We’re now entering the October candy vortex, where my kids wake up asking for chocolate and sugar seems to seep through the doorjambs and under the windows.
Of course, we’ll indulge in a few treats. But first, the three of us enjoyed the afternoon making Pumpkin Apple Mini-Muffins, which we’ll bring to Halloween parties this week. The muffins are made from the Pumpkin Apple Bread recipe in our newest newsletter, out Nov. 1. Subscribe (it’s free!) and you’ll get the recipe. We were lucky to have gorgeous pie pumpkins to roast and a batch of my neighbor’s fresh applesauce for the batter. There’s no avoiding the candy. But these mini-muffins are even sweeter to me.
Amanda says
> Hi Shannon,
>
> Your muffins looked amazing! I would love to make some of these for
Halloween. Would you post the recipe?? 🙂
>
> Thanks,
>
> Amanda
Alison says
Here’s our recipe:
(Although we roast our pumpkin and make fresh apple sauce with what we’ve freshly picked, feel free to use canned pumpkin puree and jarred applesauce.) Happy cooking!
Apple Pumpkin Bread
Makes 4 mini loaves
½ cup canola oil
½ cup light brown sugar, packed
½ cup white sugar
2 teaspoons vanilla extract
1 cup applesauce
1 cup pumpkin puree (see simple roasting instructions below)
2 eggs
2 ¼ cups flour
2 teaspoons cinnamon
1 teaspoon baking powder
2 teaspoons baking soda
1 teaspoon salt
1/8 teaspoon ground cloves
1/8 teaspoon nutmeg
1/8 teaspoon ground ginger
1/3 cup milk
Pre-heat oven to 350 degrees.
In a large bowl, measure the dry ingredients (flour, baking soda, baking powder, cinnamon, baking soda, salt, cloves, nutmeg and ginger) and mix together. Set aside.

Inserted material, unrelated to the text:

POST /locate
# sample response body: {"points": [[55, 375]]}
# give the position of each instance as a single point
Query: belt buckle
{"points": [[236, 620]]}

In a separate bowl, using an electric mixer, beat the canola oil and sugar together. Add the eggs and vanilla and mix well. Pour in the apple sauce and pumpkin puree and blend well. Gradually add in the dry ingredients and mix until well combined. Pour in the milk and mix for another minute. Grease four mini loaf pans and distribute the batter evenly. Bake for 25-30 minutes. Cool. If freezing, wrap well in aluminum foil and then in plastic wrap.
Simple Pumpkin Puree
1 large pie pumpkin or two smaller sugar pumpkins
Pre-heat the oven to 400 degrees. Cut the pumpkin in half or quarters using a very sharp knife. Scrape out the seeds and place face up on a baking sheet lined with aluminum foil. Roast in the oven until fork tender for about an hour. Remove from the oven and cool until ready to handle. Remove flesh from the skin of the pumpkin using a spoon and puree in a food processor, blender or by hand with an immersion blender. You can use a touch of water to make it smoother.
Amanda says
THANKS!!
Kelly says
These look absolutley marvelous. My kids love anything pumpkin. Think I will have to try these tonight so that there is something to take skating at 6:30 tomorrow am.
Keep up the great work:)
Jackie says
I just made these mini-pumpkin loaves and they are delicious! Even my pickiest son loved it. Thanks, Alison!